Pharmacopsychiatry 2019; 52(02): 104
DOI: 10.1055/s-0039-1679167
P5 Neuropharmacology
Georg Thieme Verlag KG Stuttgart · New York

Moderators of the psychotropic effect of aldosterone in primary aldosteronism

H Murck
1   Universität Marburg, Psychiatrie und Psychotherapie, Germany
,
D Heinrich
1   Universität Marburg, Psychiatrie und Psychotherapie, Germany
,
C Adolf
1   Universität Marburg, Psychiatrie und Psychotherapie, Germany
,
A Riester
1   Universität Marburg, Psychiatrie und Psychotherapie, Germany
,
A Franke
1   Universität Marburg, Psychiatrie und Psychotherapie, Germany
,
F Beuschlein
1   Universität Marburg, Psychiatrie und Psychotherapie, Germany
,
M Reincke
1   Universität Marburg, Psychiatrie und Psychotherapie, Germany
,
H Kuenzel
1   Universität Marburg, Psychiatrie und Psychotherapie, Germany
› Author Affiliations
Further Information

Publication History

Publication Date:
21 February 2019 (online)

 

Introduction:

Hyperaldosteronism appears to be related to depressive and anxiety related behavior as demonstrated patients therapy refractory depression and primary aldosteronism (PA).

Methods:

We analyzed data from the German's Conn register in order to clarify mediators and moderators of this influence.
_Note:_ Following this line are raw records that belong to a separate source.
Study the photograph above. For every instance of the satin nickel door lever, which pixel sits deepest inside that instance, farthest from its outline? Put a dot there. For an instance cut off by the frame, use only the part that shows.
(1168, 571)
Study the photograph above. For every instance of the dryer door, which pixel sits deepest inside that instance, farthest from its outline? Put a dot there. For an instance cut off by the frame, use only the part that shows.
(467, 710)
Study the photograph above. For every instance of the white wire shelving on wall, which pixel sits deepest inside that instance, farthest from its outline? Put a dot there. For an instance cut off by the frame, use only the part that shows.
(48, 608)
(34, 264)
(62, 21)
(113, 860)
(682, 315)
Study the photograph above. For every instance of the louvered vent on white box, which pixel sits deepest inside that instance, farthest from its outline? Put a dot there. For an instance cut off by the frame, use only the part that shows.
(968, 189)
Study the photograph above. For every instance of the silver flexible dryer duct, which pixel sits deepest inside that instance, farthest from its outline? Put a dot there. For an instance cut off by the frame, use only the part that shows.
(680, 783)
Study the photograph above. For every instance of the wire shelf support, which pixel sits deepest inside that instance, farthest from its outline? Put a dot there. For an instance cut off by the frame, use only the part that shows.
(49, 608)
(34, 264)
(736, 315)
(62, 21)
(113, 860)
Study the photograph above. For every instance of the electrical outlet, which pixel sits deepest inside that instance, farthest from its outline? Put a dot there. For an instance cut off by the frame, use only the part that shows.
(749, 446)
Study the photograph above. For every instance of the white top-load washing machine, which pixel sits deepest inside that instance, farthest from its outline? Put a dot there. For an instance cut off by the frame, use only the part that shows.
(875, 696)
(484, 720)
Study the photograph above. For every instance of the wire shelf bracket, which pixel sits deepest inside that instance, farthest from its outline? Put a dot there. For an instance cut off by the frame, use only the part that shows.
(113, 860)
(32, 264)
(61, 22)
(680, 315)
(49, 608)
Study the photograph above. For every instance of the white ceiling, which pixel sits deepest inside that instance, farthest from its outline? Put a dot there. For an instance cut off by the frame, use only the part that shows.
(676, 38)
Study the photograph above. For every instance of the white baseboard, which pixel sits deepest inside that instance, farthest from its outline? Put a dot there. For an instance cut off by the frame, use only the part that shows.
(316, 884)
All patients received a standardized medication to ensure that the renin-angiotensin-aldosterone-system (RAAS) was not influenced. Up to 594 subjects were analyzed, however not all subjects had a complete dataset.

Results:

Men and women showed similar aldosterone concentrations and aldosterone/renin ratios (ARR) (p > 0.2), but women showed significantly higher renin levels (33.8 vs. 12.6 ng/ml, p < 0.05). Systolic and diastolic blood pressure was significantly higher in male vs. female subject (e.g. systolic blood pressure: 148.0 vs. 143.1 mmHg). Body size, waist circumference and BMI were significantly larger in male vs. female subjects as were signs of metabolic syndrome, including plasma glucose and triglycerides. The ratio of plasma sodium/potassium was significantly higher in males vs. females, pointing to a higher peripheral MR sensitivity in males. For further analysis we therefore split the groups according to gender and compared parameters for higher (PHQ-9 ≥5) vs. lower expressed depressive symptomatology. 56% of male and 61% of female subjects met this depression criterion. Depressive symptoms in male and in female subjects were significantly related to BMI (male: dep vs. non-dep: 29.6 vs. 28.4, p < 0.05; female: 26.9 vs. 24.5) and body weight (P < 0.05). In the total group ARR was by trend (p < 0.1) and in the female groups significantly correlated to depressiveness (dep vs. non-dep: 161.5 vs. 50.8). Neither blood pressure nor electrolytes were different between depression groups. The relationship of these parameters to anxiety was less pronounced and partially unexpected: only in male subjects higher anxiety (GAD ≥5) was related to lower systolic blood pressure.

Conclusion:

Significant biological gender differences occur in subject with PA. BMI appears to be a strong and independent correlated of higher depressive symptoms in patients with PA, independent of gender.